Gynecology & Obstetrics

Gynecology & Obstetrics
Open Access

ISSN: 2161-0932

Research Article - (2015) Volume 5, Issue 12

Psoriasis Severity is Affected by T the Lipid Profile in Egyptian Patients

Mohamed Amer, Ahmed Galal and Amin Amer*
Department of Dermatology and Venereology, Medical School, Zagazig University, Egypt
*Corresponding Author: Amin Amer, Department of Dermatology and Venereology, Medical school, Zagazig University, Cairo, Egypt, Tel: +201000040040 Email:

Abstract

Background: Psoriasis is a very common, chronic inflammatory and proliferative skin disease with different clinical forms that can affect males and females.In recent years psoriasis has been linked lately to different systemic disease associated with numerous multi-organ abnormalities and complications. Psoriasis is related to elevated cholesterol levels and triglycerides levels and this will be important in the management of it.So their is a great need to study lipid abnormalities in psoriatic patients, which will help us to evaluate the level of risk individuals for developing atherosclerosis and vascular obstructive disorders, as well as associated morbidity and mortality.

Methods: Fifty Patients (27 male and 23 female) with different types and severity of psoriasis, 50 persons (28 male and 22 female) as controls. Serum total cholesterol (TC) High density lipoprotein, Low density lipoprotein (LDL), Triglycerides (TG).

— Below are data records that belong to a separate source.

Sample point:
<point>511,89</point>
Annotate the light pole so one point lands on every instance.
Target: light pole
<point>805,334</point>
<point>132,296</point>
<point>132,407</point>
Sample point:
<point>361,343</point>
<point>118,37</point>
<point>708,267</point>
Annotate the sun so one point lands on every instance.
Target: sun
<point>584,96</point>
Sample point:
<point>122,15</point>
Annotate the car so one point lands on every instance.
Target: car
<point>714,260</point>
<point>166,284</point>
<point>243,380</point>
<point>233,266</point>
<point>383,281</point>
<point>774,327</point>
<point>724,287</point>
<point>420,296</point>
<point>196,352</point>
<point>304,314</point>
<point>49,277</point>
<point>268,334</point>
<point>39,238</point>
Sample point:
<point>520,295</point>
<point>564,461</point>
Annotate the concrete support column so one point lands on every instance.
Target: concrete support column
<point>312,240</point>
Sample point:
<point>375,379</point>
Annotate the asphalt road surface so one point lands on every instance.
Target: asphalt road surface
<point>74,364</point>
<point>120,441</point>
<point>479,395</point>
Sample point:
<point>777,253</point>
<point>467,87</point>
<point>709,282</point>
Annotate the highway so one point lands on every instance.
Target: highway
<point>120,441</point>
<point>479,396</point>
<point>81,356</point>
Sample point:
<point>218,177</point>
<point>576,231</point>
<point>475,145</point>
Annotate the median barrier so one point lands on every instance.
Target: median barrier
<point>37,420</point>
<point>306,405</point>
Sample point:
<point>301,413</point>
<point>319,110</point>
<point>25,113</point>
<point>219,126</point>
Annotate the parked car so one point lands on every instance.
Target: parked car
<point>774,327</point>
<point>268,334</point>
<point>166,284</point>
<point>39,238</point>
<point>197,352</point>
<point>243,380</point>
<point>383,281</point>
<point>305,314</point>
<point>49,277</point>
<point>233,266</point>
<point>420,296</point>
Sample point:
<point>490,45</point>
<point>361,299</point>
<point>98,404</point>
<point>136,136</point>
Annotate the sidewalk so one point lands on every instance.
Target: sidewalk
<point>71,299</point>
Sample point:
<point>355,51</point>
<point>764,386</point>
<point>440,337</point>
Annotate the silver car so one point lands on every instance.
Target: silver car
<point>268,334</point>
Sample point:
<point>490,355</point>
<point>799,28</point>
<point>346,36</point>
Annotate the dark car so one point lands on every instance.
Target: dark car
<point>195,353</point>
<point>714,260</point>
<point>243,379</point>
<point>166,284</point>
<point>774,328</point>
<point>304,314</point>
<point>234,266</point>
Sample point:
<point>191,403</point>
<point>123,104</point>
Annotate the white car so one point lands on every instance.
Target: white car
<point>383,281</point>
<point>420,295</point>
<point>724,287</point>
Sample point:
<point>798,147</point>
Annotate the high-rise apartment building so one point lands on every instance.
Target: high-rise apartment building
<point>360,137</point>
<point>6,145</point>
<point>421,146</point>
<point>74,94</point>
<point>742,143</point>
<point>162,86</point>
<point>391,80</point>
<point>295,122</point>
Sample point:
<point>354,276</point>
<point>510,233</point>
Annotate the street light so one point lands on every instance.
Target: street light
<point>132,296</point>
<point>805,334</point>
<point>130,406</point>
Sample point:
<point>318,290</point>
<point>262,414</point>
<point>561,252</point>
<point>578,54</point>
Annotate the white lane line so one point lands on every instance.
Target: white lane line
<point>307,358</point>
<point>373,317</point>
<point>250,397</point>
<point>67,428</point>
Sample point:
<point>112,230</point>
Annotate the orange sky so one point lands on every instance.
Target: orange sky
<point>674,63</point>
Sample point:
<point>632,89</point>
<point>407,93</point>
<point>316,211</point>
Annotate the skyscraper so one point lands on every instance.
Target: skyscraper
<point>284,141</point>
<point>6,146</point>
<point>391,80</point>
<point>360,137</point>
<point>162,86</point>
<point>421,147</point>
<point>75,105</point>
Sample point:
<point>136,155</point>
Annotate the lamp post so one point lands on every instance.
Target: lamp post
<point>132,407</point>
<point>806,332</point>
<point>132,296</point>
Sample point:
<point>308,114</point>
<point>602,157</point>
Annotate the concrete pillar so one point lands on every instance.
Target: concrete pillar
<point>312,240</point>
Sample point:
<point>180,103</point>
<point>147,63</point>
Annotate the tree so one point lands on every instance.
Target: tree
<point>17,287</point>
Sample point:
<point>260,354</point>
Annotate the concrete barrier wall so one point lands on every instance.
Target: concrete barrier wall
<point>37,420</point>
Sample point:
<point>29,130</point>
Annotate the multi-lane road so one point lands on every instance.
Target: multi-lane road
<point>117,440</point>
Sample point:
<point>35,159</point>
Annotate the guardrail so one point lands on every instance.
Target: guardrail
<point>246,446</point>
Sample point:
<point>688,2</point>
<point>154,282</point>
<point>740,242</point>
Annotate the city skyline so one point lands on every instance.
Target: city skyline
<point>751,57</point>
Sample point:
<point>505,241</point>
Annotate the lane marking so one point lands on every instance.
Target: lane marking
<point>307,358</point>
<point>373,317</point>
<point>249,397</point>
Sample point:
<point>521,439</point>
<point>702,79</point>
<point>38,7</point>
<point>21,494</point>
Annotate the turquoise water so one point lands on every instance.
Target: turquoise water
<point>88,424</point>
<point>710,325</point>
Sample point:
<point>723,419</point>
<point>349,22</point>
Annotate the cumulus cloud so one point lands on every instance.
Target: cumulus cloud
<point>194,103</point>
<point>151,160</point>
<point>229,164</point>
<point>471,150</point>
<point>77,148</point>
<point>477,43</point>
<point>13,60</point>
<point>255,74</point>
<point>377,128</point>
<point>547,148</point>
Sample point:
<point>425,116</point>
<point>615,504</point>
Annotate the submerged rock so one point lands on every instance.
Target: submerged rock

Serum total cholesterol, triglyceride and HDL-C were measured by using Spin react kit.

Results: Serum lipid profile levels in the psoriasis group shows that the range of serum cholesterol level was 132 to 307 with a mean of (201 ± 33, 4) mg%. The range of serum low density lipoprotein cholesterol (LDL-C) was 87 to 254 with a mean of (138 ± 33.4) mg%. The range of triglyceride was 60 to 236 with a mean of (149.7 ± 36) mg%. The range of serum high density lipoprotein cholesterol (HDL-C) was 21 to 44 with a mean of (31.5 ± 5) mg%.

Conclusion: The results of this study conclude that cholesterol, LDL and triglyceride levels were previously reported to be higher in psoriasis patients while HDL levels were previously reported to be low which makes a difference in the severity of psoriasis.

Keywords: Psoriasis; Lipids; LDL; HDL; Triglycerides

Introduction

Psoriasis is a common, chronic, inflammatory, and proliferative skin disease characterized by increased T helper cell activity and associated with abnormal lipid metabolism [1].

According to world psoriasis day consortium about 125 million people all over the world suffer from this disease, however, in some countries there is a higher prevalence rate of psoriasis, as in Kazakhstan, Trinidad and Tobago, Paraguay, Kenya, Tanzania, Egypt, and Kuwait [2].

Increased risk of cardiovascular abnormalities, hypertension, dyslipidemia, atherosclerosis, diabetes mellitus type 2, obesity, chronic, cerebral stroke, osteoporosis, cancer, and depression was noticed in psoriatic patients [3].

Psoriasis vulgaris has not only been associated with several comorbidities like metabolic syndrome and cardiovascular disease, but also with neurologic disorders like multiple sclerosis (MS).

We measured the serum total cholesterol, triglyceride, high density lipoprotein (HDL), and low density lipoprotein (LDL) levels in patients with psoriasis and compared these levels with those from healthy controls and if it affects the severity of psoriasis.

Patients and Methods

This cross sectional observational controlled study was carried out at the outpatient clinics of Dermatology and Venereology Department, Faculty of Medicine, Zagazig University during the period from January 2012 till October 2012. This study included 100 participants:

Fifty Patients (27 male and 23 female) with different types and severity of psoriasis, 50 persons (28 male and 22 female) as controls. All participants were subjected to

Detailed history taking

• Personal history, including the name, age, occupation, residence, special habits as smoking.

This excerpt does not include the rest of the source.